Sebuah pelaksanaan janji yang dirahasiakan

Ternyata kau menepati janjimu, janji yang kau patrikan lebih dari delapan ratus hari yang lalu. Aku tak pernah menyangka bahwa Kelana Bertasbih--- buku yang menghimpun puisi di awal aku menulis, buku yang kuberikan di warung Singgahan pare siang itu, sampai hari ini masih kau simpan rapi.

Janji itu kau ucapkan pada malam selepas siang itu via telpon; Kau baringkan Kelana Bertasbih di atas dadamu, hingga malam-malam selanjutnya, kau mempunyai aktivitas baru, yaitu Kelana Bertasbih kaujadikan pengantar menjelang tidur. Selalu begitu, katamu. Dan saat malam ketika esoknya kau mesti berangkat ke Jakarta, aku mendengar percakapanmu dengan seseorang yang membereskan kopermu: ''Mbak, buku Kelana Bertasbih itu jangan sampai ketinggalan, harus dimasukkan ke dalam koper'' Kau ingat?

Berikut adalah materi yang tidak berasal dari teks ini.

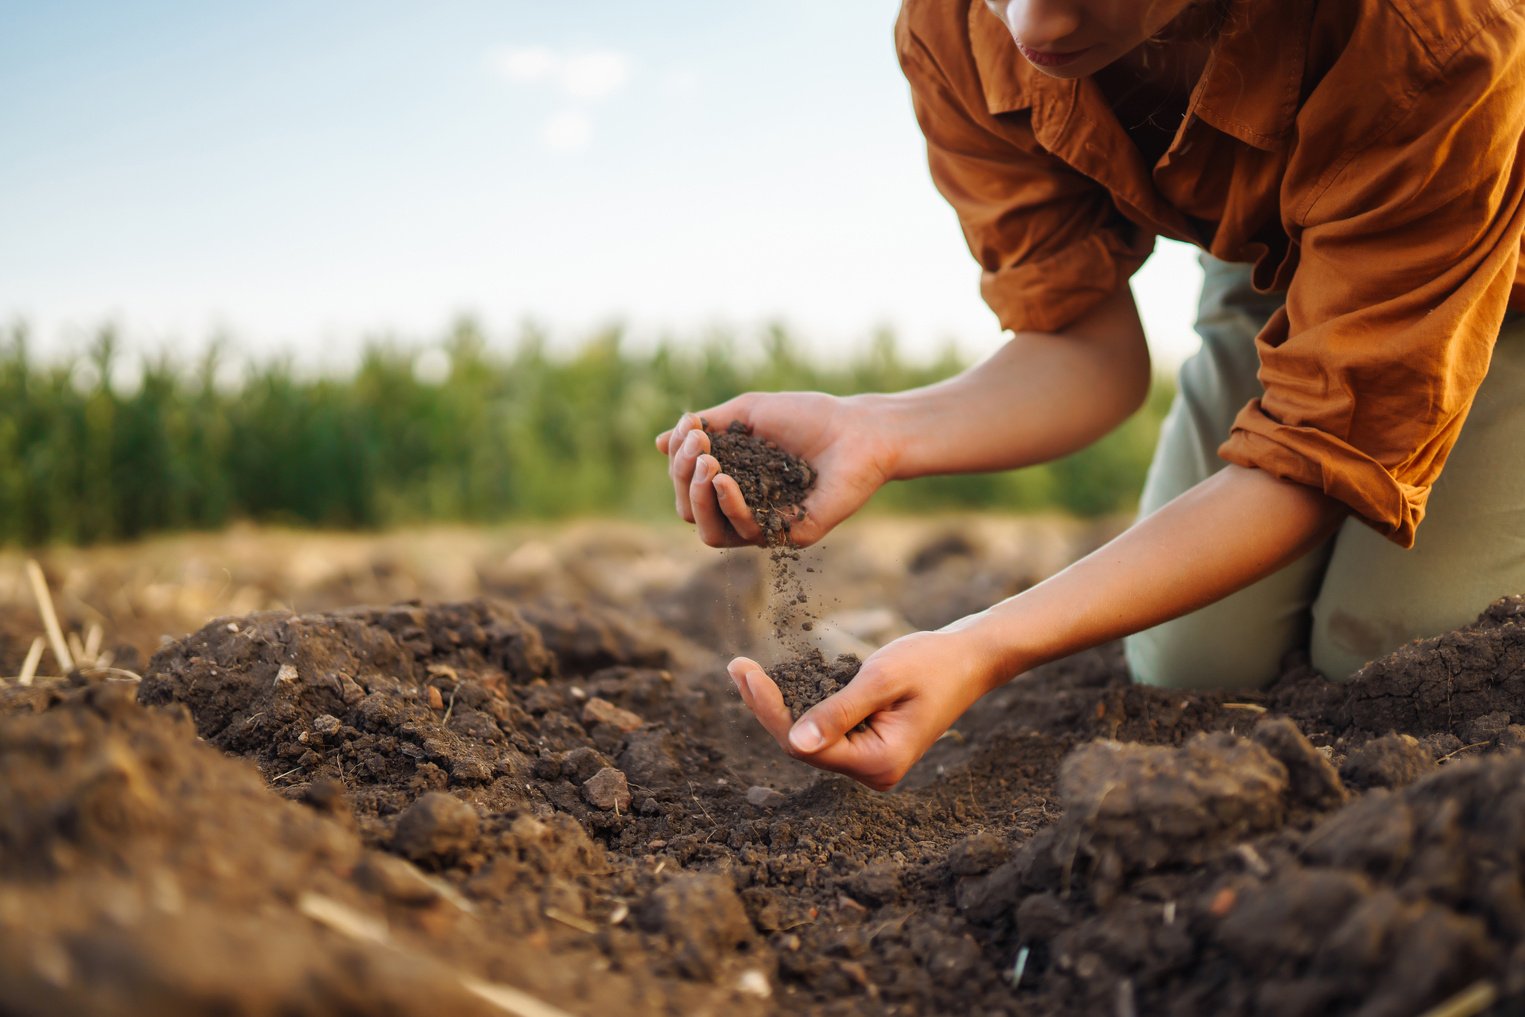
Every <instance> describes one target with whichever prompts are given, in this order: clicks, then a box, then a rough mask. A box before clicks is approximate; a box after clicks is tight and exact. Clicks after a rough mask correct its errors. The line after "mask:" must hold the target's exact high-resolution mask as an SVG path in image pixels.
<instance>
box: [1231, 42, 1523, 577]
mask: <svg viewBox="0 0 1525 1017" xmlns="http://www.w3.org/2000/svg"><path fill="white" fill-rule="evenodd" d="M1505 20H1507V24H1496V26H1495V27H1493V30H1488V32H1479V34H1478V35H1476V37H1475V38H1473V40H1470V41H1469V43H1467V46H1466V47H1462V49H1461V50H1459V52H1458V53H1456V55H1453V56H1452V58H1450V59H1449V61H1447V64H1446V67H1444V73H1443V75H1440V76H1438V78H1437V81H1434V82H1430V84H1429V87H1426V88H1423V90H1420V91H1418V93H1417V95H1409V96H1401V95H1400V96H1397V98H1394V99H1391V104H1389V105H1388V107H1386V108H1385V110H1382V111H1379V113H1380V119H1379V114H1373V130H1369V131H1368V133H1366V134H1365V136H1363V137H1360V139H1357V142H1356V143H1354V145H1353V146H1351V148H1350V151H1347V152H1344V154H1342V156H1340V157H1339V159H1337V162H1336V163H1334V165H1333V166H1331V168H1330V169H1328V172H1325V174H1322V175H1321V177H1310V178H1308V181H1307V186H1305V188H1302V189H1301V191H1296V189H1293V191H1292V192H1289V194H1284V203H1286V206H1287V207H1290V209H1292V215H1293V217H1295V218H1296V223H1295V224H1296V227H1298V230H1299V232H1301V235H1298V241H1299V249H1301V259H1299V262H1298V267H1296V271H1295V274H1293V279H1292V284H1290V290H1289V294H1287V303H1286V308H1284V310H1283V311H1279V313H1278V314H1276V316H1275V317H1273V319H1272V320H1270V322H1269V323H1267V325H1266V328H1264V331H1263V332H1261V334H1260V337H1258V340H1257V346H1258V352H1260V360H1261V375H1260V377H1261V383H1263V386H1264V395H1263V396H1261V398H1260V399H1255V401H1252V403H1251V404H1249V406H1246V407H1244V409H1243V410H1241V412H1240V415H1238V418H1237V421H1235V422H1234V430H1232V433H1231V436H1229V438H1228V441H1226V442H1225V444H1223V447H1222V448H1220V454H1222V456H1223V457H1225V459H1228V460H1229V462H1234V464H1238V465H1244V467H1257V468H1261V470H1266V471H1269V473H1272V474H1275V476H1278V477H1283V479H1287V480H1296V482H1299V483H1307V485H1312V486H1315V488H1319V489H1322V491H1325V492H1327V494H1330V496H1333V497H1334V499H1339V500H1340V502H1344V503H1345V505H1348V506H1350V509H1351V511H1353V512H1354V514H1356V515H1359V517H1360V518H1363V520H1365V521H1368V523H1369V525H1371V526H1374V528H1376V529H1377V531H1380V532H1383V534H1385V535H1386V537H1389V538H1391V540H1392V541H1395V543H1397V544H1400V546H1405V547H1409V546H1412V544H1414V538H1415V528H1417V526H1418V525H1420V520H1421V518H1423V517H1424V505H1426V500H1427V497H1429V491H1430V486H1432V485H1434V483H1435V479H1437V477H1438V476H1440V473H1441V468H1443V467H1444V464H1446V456H1447V454H1449V451H1450V448H1452V445H1453V444H1455V442H1456V436H1458V433H1459V432H1461V427H1462V422H1464V421H1466V418H1467V410H1469V409H1470V406H1472V401H1473V396H1475V395H1476V390H1478V386H1479V384H1481V383H1482V378H1484V375H1485V374H1487V369H1488V360H1490V357H1491V351H1493V343H1495V340H1496V337H1498V331H1499V325H1501V322H1502V319H1504V314H1505V306H1507V303H1508V297H1510V290H1511V287H1513V284H1514V278H1516V267H1517V262H1519V255H1520V235H1522V230H1525V159H1522V152H1520V137H1522V133H1525V47H1522V46H1520V44H1519V38H1520V18H1519V17H1507V18H1505ZM1522 438H1525V436H1522Z"/></svg>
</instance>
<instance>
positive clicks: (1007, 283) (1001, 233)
mask: <svg viewBox="0 0 1525 1017" xmlns="http://www.w3.org/2000/svg"><path fill="white" fill-rule="evenodd" d="M895 35H897V50H898V53H900V63H901V67H903V69H904V72H906V79H907V81H909V82H910V96H912V102H913V105H915V111H917V122H918V124H920V125H921V131H923V134H924V136H926V140H927V162H929V166H930V169H932V180H933V183H935V184H936V188H938V191H939V192H941V194H942V197H944V198H947V201H949V203H950V204H952V206H953V210H955V212H956V213H958V218H959V224H961V226H962V229H964V238H965V241H967V242H968V249H970V253H973V255H974V259H976V261H978V262H979V267H981V270H982V271H981V296H982V297H984V299H985V303H988V305H990V308H991V311H994V313H996V317H997V319H999V320H1000V326H1002V328H1010V329H1014V331H1042V332H1052V331H1058V329H1061V328H1064V326H1066V325H1069V323H1071V322H1074V320H1075V319H1078V317H1081V316H1083V314H1084V313H1086V311H1089V310H1092V308H1095V306H1096V305H1098V303H1100V302H1101V300H1103V299H1104V297H1107V296H1109V294H1110V293H1115V291H1116V290H1118V288H1119V287H1122V285H1124V284H1125V282H1127V279H1129V278H1130V276H1132V274H1133V273H1135V271H1138V268H1139V265H1142V264H1144V259H1145V258H1148V255H1150V252H1151V250H1153V245H1154V236H1153V235H1151V233H1148V232H1147V230H1144V229H1141V227H1139V226H1136V224H1133V223H1130V221H1129V220H1125V218H1124V217H1122V215H1121V213H1119V212H1118V210H1116V206H1115V204H1113V203H1112V197H1110V195H1109V194H1107V191H1106V189H1104V188H1103V186H1100V184H1098V183H1096V181H1093V180H1090V178H1089V177H1084V175H1083V174H1080V172H1077V171H1075V169H1072V168H1069V166H1068V165H1064V163H1063V162H1061V160H1058V159H1057V157H1054V156H1051V154H1048V152H1045V151H1043V149H1042V146H1040V145H1039V143H1037V140H1035V137H1034V134H1032V130H1031V127H1029V122H1028V119H1026V114H1025V113H1020V111H1019V113H1008V114H1003V116H999V117H997V116H994V114H991V113H988V111H987V110H985V108H984V101H982V96H981V93H979V84H978V79H974V78H973V72H971V70H968V69H964V67H956V69H950V67H947V66H941V64H939V63H938V59H936V58H935V56H933V53H932V52H930V50H929V49H927V47H926V46H924V44H923V43H921V40H918V38H917V37H915V35H913V34H912V32H910V30H909V27H907V26H906V23H904V17H903V18H901V23H900V26H898V27H897V34H895Z"/></svg>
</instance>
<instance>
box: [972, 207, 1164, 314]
mask: <svg viewBox="0 0 1525 1017" xmlns="http://www.w3.org/2000/svg"><path fill="white" fill-rule="evenodd" d="M1153 250H1154V236H1153V235H1151V233H1147V232H1144V230H1135V232H1133V238H1132V241H1130V239H1125V238H1122V236H1118V235H1116V233H1115V232H1113V230H1096V232H1093V233H1090V235H1089V236H1087V238H1086V239H1083V241H1081V242H1078V244H1074V245H1071V247H1066V249H1064V250H1061V252H1058V253H1057V255H1052V256H1049V258H1040V259H1035V261H1032V259H1029V261H1023V262H1020V264H1016V265H1011V267H1010V268H1002V270H999V271H985V273H984V274H982V276H981V281H979V293H981V296H982V297H984V299H985V303H988V305H990V310H991V311H994V313H996V317H997V319H999V320H1000V326H1002V328H1010V329H1011V331H1014V332H1057V331H1060V329H1061V328H1064V326H1066V325H1069V323H1072V322H1074V320H1075V319H1078V317H1081V316H1083V314H1086V311H1090V310H1092V308H1095V306H1096V305H1098V303H1101V302H1103V300H1104V299H1106V297H1107V296H1109V294H1112V293H1115V291H1116V290H1118V287H1121V285H1122V284H1124V282H1127V281H1129V279H1130V278H1132V276H1133V273H1135V271H1138V270H1139V265H1142V264H1144V262H1145V259H1148V256H1150V253H1151V252H1153Z"/></svg>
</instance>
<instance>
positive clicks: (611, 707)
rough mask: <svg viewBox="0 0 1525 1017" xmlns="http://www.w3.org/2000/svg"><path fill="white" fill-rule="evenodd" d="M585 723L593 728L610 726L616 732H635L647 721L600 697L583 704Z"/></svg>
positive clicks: (597, 697)
mask: <svg viewBox="0 0 1525 1017" xmlns="http://www.w3.org/2000/svg"><path fill="white" fill-rule="evenodd" d="M583 723H584V724H587V726H589V727H592V726H593V724H608V726H610V727H615V729H616V730H634V729H636V727H641V726H642V724H645V723H647V721H644V720H642V718H641V717H639V715H637V714H631V712H630V711H627V709H624V707H621V706H615V704H613V703H610V701H608V700H602V698H599V697H596V695H595V697H592V698H590V700H589V701H587V703H584V704H583Z"/></svg>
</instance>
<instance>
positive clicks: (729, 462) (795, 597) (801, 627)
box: [700, 421, 817, 654]
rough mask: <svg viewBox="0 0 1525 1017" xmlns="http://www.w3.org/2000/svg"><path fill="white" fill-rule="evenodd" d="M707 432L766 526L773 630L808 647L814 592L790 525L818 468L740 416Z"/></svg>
mask: <svg viewBox="0 0 1525 1017" xmlns="http://www.w3.org/2000/svg"><path fill="white" fill-rule="evenodd" d="M700 422H702V424H703V421H700ZM705 433H706V435H709V448H711V454H714V456H715V460H717V462H718V464H720V470H721V473H724V474H727V476H730V479H734V480H735V482H737V486H738V488H741V494H743V497H744V499H746V502H747V505H749V506H750V508H752V518H755V520H756V523H758V526H761V528H763V537H764V541H766V543H767V546H769V573H770V587H772V596H770V605H769V608H770V610H769V613H770V618H772V622H773V636H775V639H778V640H779V642H781V643H782V645H784V646H787V648H788V650H791V651H793V653H796V654H799V653H805V651H808V648H810V640H808V639H805V637H802V636H801V634H799V633H802V631H804V633H808V631H811V630H813V628H814V624H816V621H817V616H816V613H814V611H811V610H810V607H808V605H810V593H808V590H807V587H805V579H804V573H802V572H801V567H802V566H801V553H799V549H798V547H796V546H795V544H793V543H791V541H790V526H791V523H795V521H796V520H799V518H801V514H802V512H804V509H802V508H801V506H802V505H804V502H805V496H807V494H808V492H810V488H811V486H813V485H814V482H816V471H814V468H813V467H811V465H810V464H808V462H805V460H804V459H801V457H799V456H795V454H790V453H787V451H784V450H782V448H779V447H778V445H775V444H773V442H770V441H764V439H761V438H758V436H755V435H753V433H752V432H750V430H749V428H747V427H746V424H743V422H741V421H732V422H730V427H727V428H726V430H724V432H711V430H708V425H706V430H705Z"/></svg>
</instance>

Apa yang lebih membuat kita serasa paling menderita selain saat malam-malam tanpa bercakap melalui telpon? Kartumu IM3 sementara aku AS-- dan itu pernah membuatku meminta izin kepadamu untuk membeli kartu yang sama denganmu, tapi kau tak mengizinkan. Kau mengalah dengan meminjam kartunya Abah atau Umi-mu. Jam delapan malam seusai aku pulang kursus sampai habis subuh saat itu menjadi aktivitas paling menyenangkan, kegiatan yang tak bisa diganggu gugat oleh apapun dan siapapun; Kita bercakap, ngobrol dengan membahas sesuatu yang sebenarnya sepele, kadang bercerita tentang sesuatu yang sebenarnya juga tak penting. Kita tahu, bukan pembahasannya yang dibuat tujuan, tapi saling mendengarkan suara itulah yang menjadi sebuah kemutlakan.

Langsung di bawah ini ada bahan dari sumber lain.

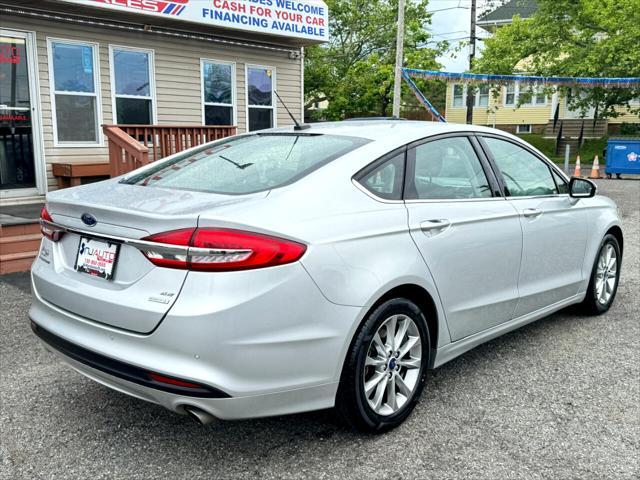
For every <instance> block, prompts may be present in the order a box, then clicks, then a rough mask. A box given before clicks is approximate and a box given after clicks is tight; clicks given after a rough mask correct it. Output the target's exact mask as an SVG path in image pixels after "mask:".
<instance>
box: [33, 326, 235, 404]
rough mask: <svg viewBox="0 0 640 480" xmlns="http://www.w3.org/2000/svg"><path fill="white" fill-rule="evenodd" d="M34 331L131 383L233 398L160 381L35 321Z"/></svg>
mask: <svg viewBox="0 0 640 480" xmlns="http://www.w3.org/2000/svg"><path fill="white" fill-rule="evenodd" d="M31 330H32V331H33V333H35V334H36V335H37V336H38V337H39V338H40V340H41V341H42V342H43V343H44V344H45V345H46V346H47V347H48V348H47V350H50V351H53V350H55V351H57V352H58V353H60V354H61V355H63V356H66V357H68V358H69V359H70V360H73V361H74V362H75V363H81V364H84V365H86V366H87V367H90V368H91V369H92V370H99V371H101V372H103V373H106V374H107V375H109V376H111V377H117V378H120V379H122V380H127V381H128V382H129V383H137V384H138V385H143V386H146V387H149V388H155V389H157V390H162V391H164V392H169V393H175V394H178V395H188V396H190V397H203V398H229V396H230V395H228V394H227V393H225V392H223V391H221V390H219V389H217V388H213V387H209V386H207V385H199V386H198V387H196V386H193V387H190V386H186V384H187V383H188V382H185V381H184V380H182V379H171V378H169V377H164V378H166V379H167V380H170V381H171V380H172V381H173V382H160V381H158V380H156V379H154V377H153V375H154V374H155V372H150V371H148V370H145V369H143V368H139V367H136V366H134V365H130V364H128V363H125V362H121V361H119V360H115V359H113V358H110V357H107V356H105V355H101V354H99V353H96V352H92V351H91V350H87V349H86V348H82V347H80V346H78V345H75V344H73V343H71V342H69V341H67V340H65V339H64V338H61V337H58V336H57V335H54V334H53V333H51V332H49V331H48V330H45V329H44V328H42V327H40V326H38V324H37V323H35V322H34V321H33V320H32V321H31ZM194 385H195V384H194Z"/></svg>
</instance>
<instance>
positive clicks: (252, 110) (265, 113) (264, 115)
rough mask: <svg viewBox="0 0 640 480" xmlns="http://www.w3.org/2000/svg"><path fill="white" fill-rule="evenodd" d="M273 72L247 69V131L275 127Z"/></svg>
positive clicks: (253, 69) (273, 79) (273, 81)
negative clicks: (263, 128)
mask: <svg viewBox="0 0 640 480" xmlns="http://www.w3.org/2000/svg"><path fill="white" fill-rule="evenodd" d="M274 83H275V70H274V69H273V68H271V67H258V66H248V67H247V110H248V111H247V113H248V115H247V116H248V122H247V124H248V130H249V131H250V132H251V131H254V130H262V129H263V128H271V127H273V126H274V125H275V123H276V122H275V118H274V95H273V88H274Z"/></svg>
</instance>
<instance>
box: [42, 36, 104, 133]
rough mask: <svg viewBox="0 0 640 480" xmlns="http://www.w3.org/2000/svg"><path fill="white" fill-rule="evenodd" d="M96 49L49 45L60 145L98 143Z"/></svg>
mask: <svg viewBox="0 0 640 480" xmlns="http://www.w3.org/2000/svg"><path fill="white" fill-rule="evenodd" d="M97 48H98V47H97V46H96V45H93V44H82V43H75V42H67V41H62V40H54V41H52V42H51V43H50V47H49V55H50V63H51V68H50V72H51V77H52V78H51V79H50V81H51V87H52V96H51V97H52V98H51V103H52V108H53V110H54V118H55V121H56V128H55V132H54V133H55V139H56V141H57V142H58V143H61V144H62V143H79V144H95V143H98V124H99V123H100V122H99V120H98V102H99V97H98V89H99V87H98V81H97V77H98V75H97V73H96V58H97V52H96V50H97Z"/></svg>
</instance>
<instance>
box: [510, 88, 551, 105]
mask: <svg viewBox="0 0 640 480" xmlns="http://www.w3.org/2000/svg"><path fill="white" fill-rule="evenodd" d="M539 88H540V87H539V86H538V85H533V86H532V90H533V92H532V93H531V98H530V99H529V101H527V102H526V103H523V104H521V105H519V106H521V107H546V106H547V105H548V103H549V99H548V96H547V95H546V94H545V93H544V92H539V91H538V89H539ZM513 91H514V95H513V103H507V87H504V99H503V103H504V106H505V107H514V108H515V107H516V106H518V103H519V101H520V83H519V82H515V83H514V84H513ZM538 96H543V98H544V103H536V100H537V98H538Z"/></svg>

Sudah delapan ratus hari lebih ternyata kejadian itu berlalu. Dan hari ini, 19 september 2013. Ketika aku sudah berada di negeri yang jauh darimu, negeri dengan Seribu Menara, negeri Kinanah. Ingatanku kembali masuk ke wilayah kenangan itu, ketika tak sengaja tahu kalau ternyata kau masih memegang janjimu padaku malam itu, bahwa Kelana Bertasbih kau bawa kemanapun kau pergi, masih juga kau hamparkan buku itu di dadamu setiap menjelang tidur-- sebagai sesuatu yang tak pernah kuduga. Justru aku tahu tidak darimu langsung, melainkan dari seseorang yang kebetulan kenal aku dan berulangkali mempergoki buku itu selalu ada di dalam tasmu, kadang kau baca di sela perjalananmu.

Sebab sejauh ini, sejauh delapan ratus hari ini. Kau tak pernah bilang tentang itu dan, kau dan aku seolah tak saling kenal. Alangkah haru! Entah itu kau lakukan atas dasar puisi-puisinya yang kebetulan kau suka atau, karena penulis Kelana Bertasbih itu; Aku tak peduli. Aku hanya girang saja bahwa diamdiam kau menepati sesuatu sebagai pelaksanaan janjimu, kau lakukan secara rahasia, dan tanpa sepengetahuanku.

Catatan ini kutulis semata-mata sebagai penghubung kegelisahanku, aku tak bisa diam dari kegelisahan, dan menulis adalah upaya untuk meredamnya. Pada akhirnya, aku masih sebagaimana yang semenjak kali pertama kau kenal Senin siang itu; Masih menjadikanmu sebagai perantara untuk menemukan kesejatian hidup. Menulis puisi salah satunya.